Intervention de Nicole Duranton

Réunion du 22 octobre 2015 à 10h30
Signalement de situations de maltraitance par les professionnels de santé — Adoption définitive en deuxième lecture d'une proposition de loi dans le texte de la commission

Photo de Nicole DurantonNicole Duranton :

Madame la présidente, madame la secrétaire d’État, monsieur le rapporteur, mes chers collègues, nous examinons en deuxième lecture une proposition de loi déposée par notre collègue Colette Giudicelli, que je tiens à féliciter.

Ce texte vise à protéger les enfants en renforçant le dispositif de signalement des situations de maltraitance. Il se fonde sur un constat simple : il existe des situations de maltraitance que les médecins ne signalent pas, de crainte de voir leur responsabilité engagée en l’absence de constat effectif de maltraitance.

Le Sénat avait souhaité, en première lecture, étendre le champ d’application du dispositif de signalement aux professions médicales et aux auxiliaires médicaux. Il avait en outre affirmé, de manière très nette, l’irresponsabilité civile, pénale et disciplinaire de ces professionnels pour faciliter le signalement d’éventuels cas de maltraitance.

La seule modification apportée par l’Assemblée nationale est l’extension du dispositif à « tout autre professionnel de santé », à savoir les pharmaciens ou encore les auxiliaires de puériculture. Nous examinons donc aujourd’hui un texte quasiment conforme à celui que nous avions adopté en première lecture.

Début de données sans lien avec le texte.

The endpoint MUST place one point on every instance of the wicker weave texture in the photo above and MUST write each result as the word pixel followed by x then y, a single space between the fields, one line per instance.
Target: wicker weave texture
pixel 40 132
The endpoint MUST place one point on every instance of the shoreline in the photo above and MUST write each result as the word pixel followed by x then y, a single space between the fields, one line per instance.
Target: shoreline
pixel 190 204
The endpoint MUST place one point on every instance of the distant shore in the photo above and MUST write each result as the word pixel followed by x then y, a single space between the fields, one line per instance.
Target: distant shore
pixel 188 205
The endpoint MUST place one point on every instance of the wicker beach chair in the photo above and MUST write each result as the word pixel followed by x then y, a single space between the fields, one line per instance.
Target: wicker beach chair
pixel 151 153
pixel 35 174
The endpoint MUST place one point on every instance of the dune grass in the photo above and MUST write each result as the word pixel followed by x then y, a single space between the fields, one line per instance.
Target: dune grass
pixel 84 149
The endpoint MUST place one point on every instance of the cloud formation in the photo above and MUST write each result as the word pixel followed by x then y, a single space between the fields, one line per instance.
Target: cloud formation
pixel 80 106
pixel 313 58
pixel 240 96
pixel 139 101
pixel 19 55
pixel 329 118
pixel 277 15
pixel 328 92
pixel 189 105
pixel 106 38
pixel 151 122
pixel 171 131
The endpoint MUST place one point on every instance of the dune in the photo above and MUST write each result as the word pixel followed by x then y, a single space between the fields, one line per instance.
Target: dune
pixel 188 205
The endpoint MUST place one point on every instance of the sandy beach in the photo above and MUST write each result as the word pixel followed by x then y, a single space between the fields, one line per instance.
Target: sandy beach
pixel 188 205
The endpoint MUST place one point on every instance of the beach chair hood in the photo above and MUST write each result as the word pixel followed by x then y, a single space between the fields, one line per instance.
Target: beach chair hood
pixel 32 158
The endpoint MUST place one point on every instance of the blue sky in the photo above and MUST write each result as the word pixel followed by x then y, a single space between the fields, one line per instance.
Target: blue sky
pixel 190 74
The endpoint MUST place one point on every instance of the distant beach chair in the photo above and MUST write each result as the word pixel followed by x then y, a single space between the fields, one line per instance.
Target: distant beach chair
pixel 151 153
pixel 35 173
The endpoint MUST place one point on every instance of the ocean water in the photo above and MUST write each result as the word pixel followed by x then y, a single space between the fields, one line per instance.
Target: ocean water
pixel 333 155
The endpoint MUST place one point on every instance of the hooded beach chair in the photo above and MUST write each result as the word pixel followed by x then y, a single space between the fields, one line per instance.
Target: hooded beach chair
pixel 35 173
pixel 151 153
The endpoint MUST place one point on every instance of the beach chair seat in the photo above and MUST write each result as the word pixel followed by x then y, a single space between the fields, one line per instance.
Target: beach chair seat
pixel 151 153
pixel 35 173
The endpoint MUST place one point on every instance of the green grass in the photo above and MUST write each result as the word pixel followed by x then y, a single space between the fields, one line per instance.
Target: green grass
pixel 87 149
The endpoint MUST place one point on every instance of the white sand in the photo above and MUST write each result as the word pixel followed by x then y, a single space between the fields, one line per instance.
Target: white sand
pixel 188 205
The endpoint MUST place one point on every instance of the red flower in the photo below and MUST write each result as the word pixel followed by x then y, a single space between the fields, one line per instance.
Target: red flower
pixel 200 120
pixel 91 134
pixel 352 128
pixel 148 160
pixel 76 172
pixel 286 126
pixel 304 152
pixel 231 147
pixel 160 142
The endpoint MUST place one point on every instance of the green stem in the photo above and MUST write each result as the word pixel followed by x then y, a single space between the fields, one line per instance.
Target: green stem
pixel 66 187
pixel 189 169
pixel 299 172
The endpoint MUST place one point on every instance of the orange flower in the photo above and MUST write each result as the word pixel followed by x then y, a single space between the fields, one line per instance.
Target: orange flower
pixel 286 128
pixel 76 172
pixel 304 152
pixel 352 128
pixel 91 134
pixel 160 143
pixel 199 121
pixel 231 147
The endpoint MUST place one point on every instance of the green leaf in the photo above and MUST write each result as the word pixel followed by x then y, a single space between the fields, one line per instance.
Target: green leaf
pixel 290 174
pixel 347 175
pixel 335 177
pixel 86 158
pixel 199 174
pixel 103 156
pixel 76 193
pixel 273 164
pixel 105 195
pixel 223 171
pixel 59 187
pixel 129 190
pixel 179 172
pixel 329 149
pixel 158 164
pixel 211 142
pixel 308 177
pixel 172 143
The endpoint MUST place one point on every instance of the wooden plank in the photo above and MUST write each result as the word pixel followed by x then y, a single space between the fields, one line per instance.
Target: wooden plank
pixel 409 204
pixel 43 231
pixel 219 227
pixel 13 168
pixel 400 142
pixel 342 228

Cela montre simplement que le sujet fait consensus, et c’est fort heureux.

En effet, le nombre de cas connus de maltraitance d’enfants et de jeunes majeurs de moins de vingt et un ans en danger s’élève à 98 000, et l’on compte chaque année en France de 180 à 200 syndromes de « bébés secoués ». La maltraitance est donc très fréquente ; ce n’est pas un phénomène marginal. Elle constitue un problème majeur de santé publique.

L’opinion publique considère trop souvent que la maltraitance des enfants est un phénomène rare, touchant majoritairement des familles défavorisées. Or les risques de la maltraitance existent dans toutes les classes sociales, sans discernement. Plusieurs études l’ont démontré : les facteurs psychoaffectifs priment largement les facteurs socio-économiques. La présence de la maltraitance dans toutes les classes sociales a déjà été démontrée s’agissant des violences conjugales et du syndrome des bébés secoués, pour lesquels nous disposons de données solides.

Si la maltraitance commence le plus souvent de manière précoce. Or l’enfant, aux premiers âges de la vie, est soumis à de nombreux examens médicaux. Les professionnels de santé sont donc en première ligne pour détecter d’éventuelles violences, raison pour laquelle ils occupent une place centrale dans le dispositif de protection de l’enfance. Pourtant, la part des signalements venant du secteur médical est très faible : selon l’ordre des médecins, 2 % à 5 % seulement des signalements émanent du corps médical.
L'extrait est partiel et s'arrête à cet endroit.